In relation to steel being shorter - the other reason is shrinkage. Although treated pine posts don't shrink much (some of the green stuff tends to go the other way and swell) The timber I use is _seasoned_ treated F7 which I've found tends to shrink. If each sleeper shrinks 1-2mm over a few years, that's up to 10mm drop in a 1m high wall. Cut your steel to exact length and it may end up proud, which is not how I'd like to have a job end up.  
Cheers,
Eastie  :Smilie:

----------


## JDub

Fantastic posts Easite, thankyou, greenie coming your way  :Biggrin:   
As with your wall picutred above I am using 200x75 sleepers and I was going to just use timber posts cut from the same sleepers. 
I will now look into the gal posts (but only have a couple of days though to find em though  :Wink: ) I need this wall up on the weekend, are the posts pricey? I assume you would just get them through your local buildiers yard...... 
Cheers
Joel

----------


## Eastie

The cost of gal H section is around $42m cut to size with the cut ends cold gal'd. Compare this to H7 treated pine posts and steel is about double. For a 400mm wall out of sight I would't hesitate to use timber posts - just don't cut the end going into the ground as you'll ruin the integrity of the CCA treatment. If you can get it H5 is the way to go (if the cost isn't over the top compared to H4 and steel), but it's not readily available. Even in the big smoke I have to place an order with the treatment plant for H5. The difference between H4 and H5 treatment is the ratio's and penetration of the treatment chemicals and the textbook lifespan. H4 is the most common on the market as it's these easiest to produce and typically lasts in real life if installed correctly.

----------


## Bleedin Thumb

> Well done Eastie,
> Sound advice on timber wall construction. 
> You should also add a note about Zone of Influence ie; the area from the base of the wall on a 45 deg angle to the top should not have any load applied to it.
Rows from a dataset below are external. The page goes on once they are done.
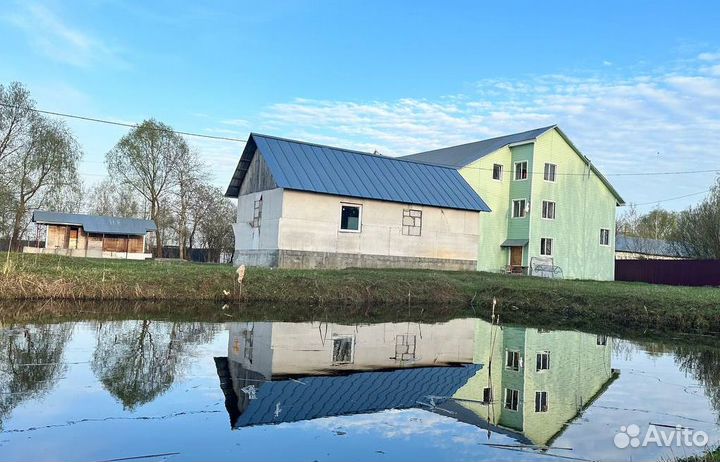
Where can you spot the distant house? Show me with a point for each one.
(78, 235)
(304, 205)
(552, 210)
(638, 248)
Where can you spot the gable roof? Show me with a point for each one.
(301, 166)
(465, 154)
(645, 246)
(96, 223)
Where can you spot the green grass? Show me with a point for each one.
(368, 292)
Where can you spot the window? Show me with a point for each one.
(520, 171)
(546, 246)
(543, 361)
(412, 222)
(257, 213)
(549, 210)
(549, 174)
(540, 401)
(487, 395)
(519, 208)
(512, 399)
(497, 172)
(604, 236)
(512, 360)
(405, 347)
(343, 349)
(350, 218)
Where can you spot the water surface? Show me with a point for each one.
(458, 390)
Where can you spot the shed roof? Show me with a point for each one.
(316, 168)
(462, 155)
(96, 223)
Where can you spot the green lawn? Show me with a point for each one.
(630, 305)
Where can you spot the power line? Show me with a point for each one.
(674, 198)
(121, 124)
(238, 140)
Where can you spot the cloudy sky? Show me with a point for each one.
(636, 85)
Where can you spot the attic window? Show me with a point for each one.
(350, 216)
(412, 222)
(497, 172)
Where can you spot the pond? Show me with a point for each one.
(458, 390)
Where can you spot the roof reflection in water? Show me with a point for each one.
(289, 372)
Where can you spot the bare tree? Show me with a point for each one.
(146, 159)
(113, 199)
(698, 229)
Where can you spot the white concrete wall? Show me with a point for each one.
(266, 235)
(311, 222)
(283, 348)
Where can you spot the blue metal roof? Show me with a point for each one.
(323, 169)
(96, 223)
(359, 393)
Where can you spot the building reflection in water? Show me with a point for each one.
(527, 383)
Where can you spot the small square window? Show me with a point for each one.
(412, 222)
(257, 213)
(343, 349)
(604, 236)
(549, 173)
(543, 361)
(549, 210)
(546, 246)
(519, 208)
(512, 399)
(541, 401)
(512, 360)
(497, 172)
(487, 395)
(350, 218)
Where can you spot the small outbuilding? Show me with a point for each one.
(304, 205)
(77, 235)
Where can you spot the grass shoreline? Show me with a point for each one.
(366, 293)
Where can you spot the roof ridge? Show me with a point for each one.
(353, 151)
(490, 139)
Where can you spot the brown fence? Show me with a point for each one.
(671, 272)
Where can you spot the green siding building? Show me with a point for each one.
(535, 382)
(552, 210)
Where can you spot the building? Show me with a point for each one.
(303, 205)
(638, 248)
(95, 236)
(553, 212)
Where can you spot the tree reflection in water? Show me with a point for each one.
(704, 365)
(137, 361)
(31, 363)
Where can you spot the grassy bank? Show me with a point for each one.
(368, 292)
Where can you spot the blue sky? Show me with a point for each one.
(635, 84)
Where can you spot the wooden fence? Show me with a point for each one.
(671, 272)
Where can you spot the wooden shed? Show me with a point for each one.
(96, 236)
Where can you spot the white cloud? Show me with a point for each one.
(51, 36)
(620, 122)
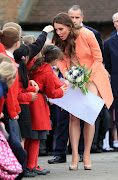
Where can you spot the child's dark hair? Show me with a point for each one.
(49, 54)
(19, 56)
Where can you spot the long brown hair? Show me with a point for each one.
(63, 18)
(9, 36)
(49, 53)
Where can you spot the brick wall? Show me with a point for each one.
(9, 10)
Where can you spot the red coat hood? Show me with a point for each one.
(2, 48)
(44, 68)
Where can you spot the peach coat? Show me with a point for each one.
(88, 53)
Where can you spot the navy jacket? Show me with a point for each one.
(98, 37)
(111, 61)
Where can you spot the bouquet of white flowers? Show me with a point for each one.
(78, 76)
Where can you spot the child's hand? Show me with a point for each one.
(34, 96)
(65, 89)
(67, 82)
(33, 83)
(16, 117)
(48, 28)
(1, 115)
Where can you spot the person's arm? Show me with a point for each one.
(98, 37)
(107, 60)
(36, 47)
(96, 54)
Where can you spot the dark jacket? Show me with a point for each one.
(111, 61)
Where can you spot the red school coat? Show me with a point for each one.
(24, 95)
(50, 84)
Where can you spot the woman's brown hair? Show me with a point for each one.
(63, 18)
(9, 36)
(49, 54)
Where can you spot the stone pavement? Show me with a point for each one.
(104, 167)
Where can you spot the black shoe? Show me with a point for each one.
(81, 157)
(43, 153)
(57, 159)
(29, 173)
(41, 171)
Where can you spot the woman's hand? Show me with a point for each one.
(16, 117)
(1, 115)
(48, 28)
(65, 89)
(67, 82)
(33, 83)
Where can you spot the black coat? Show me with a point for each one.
(111, 61)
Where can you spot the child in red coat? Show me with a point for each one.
(51, 86)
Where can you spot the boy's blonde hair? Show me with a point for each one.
(28, 39)
(7, 69)
(15, 25)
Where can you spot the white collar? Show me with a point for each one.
(10, 54)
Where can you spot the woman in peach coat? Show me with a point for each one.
(80, 46)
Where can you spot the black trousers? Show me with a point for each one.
(62, 133)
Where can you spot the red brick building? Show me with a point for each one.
(35, 14)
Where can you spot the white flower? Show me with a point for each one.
(70, 78)
(73, 68)
(75, 72)
(79, 78)
(66, 74)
Therefore if you are building a double tier wall (as in your photo) you must ensure the top wall is not too close to the bottom wall. By following your advise about excavating the subgrade on the 45 deg angle you are forced to observe this rule.
> PS this rule applies to all retaining walls, not just timber.
> PPS I dont know if I agree with the steel posts being shorter- just personal taste.

  After visiting the www.hyne.com.au site I notice the 45 deg that I stated is a bit conservative. If someone could post a table with the differing angles per soil types it would be much appreciated. :Smilie:

----------


## JDub

Cheers Eastie, 
The timber is being delivered today via the local timber yard, nearly everyone around these parts (that I have seen anyway) only stock H4. 
Thanks again, I will put only uncut ends into the ground and any cuts I do have to make I will hit with some reseal. 
Now to start diggin some post holes:mad:  :Rolleyes:   Blouse off  :Wink:   
J

----------


## JDub

Job done, (apart from drainage and backfilling) but that wont take long.  :Rolleyes:   
I couldnt find 'reseal' at all, the two places I went to: one had no idea, the other said all related products have been taken off the market due to health concerns.... not sure if he was just telling me porky pies cause they didnt stock it or not.   
Anyway, Just made sure all uncut ends went into the ground. Turned out pretty well... will post some pics soon, now ready for the slab and then the new shed!!!  Sweet  :Cool:

----------


## JDub

A couple of pics are in my "Shed - WIP thread" http://www.woodworkforums.ubeaut.com...t=34677&page=4

----------


## Bleedin Thumb

> I couldnt find 'reseal' at all, the two places I went to: one had no idea, the other said all related products have been taken off the market due to health concerns.... not sure if he was just telling me porky pies cause they didnt stock it or not.

  Hi JD 
I,m glad it worked out. I find it interesting about the reseal because I have always maintained that the banning of CCA was stupid because if we now have to use LOSP and spread chemicals over every cut, we are exposing ourselves to greater danger than before.
I haven't heard about reseal being restricted or withdrawn... sounds like porkies.. but you never know!:confused:

----------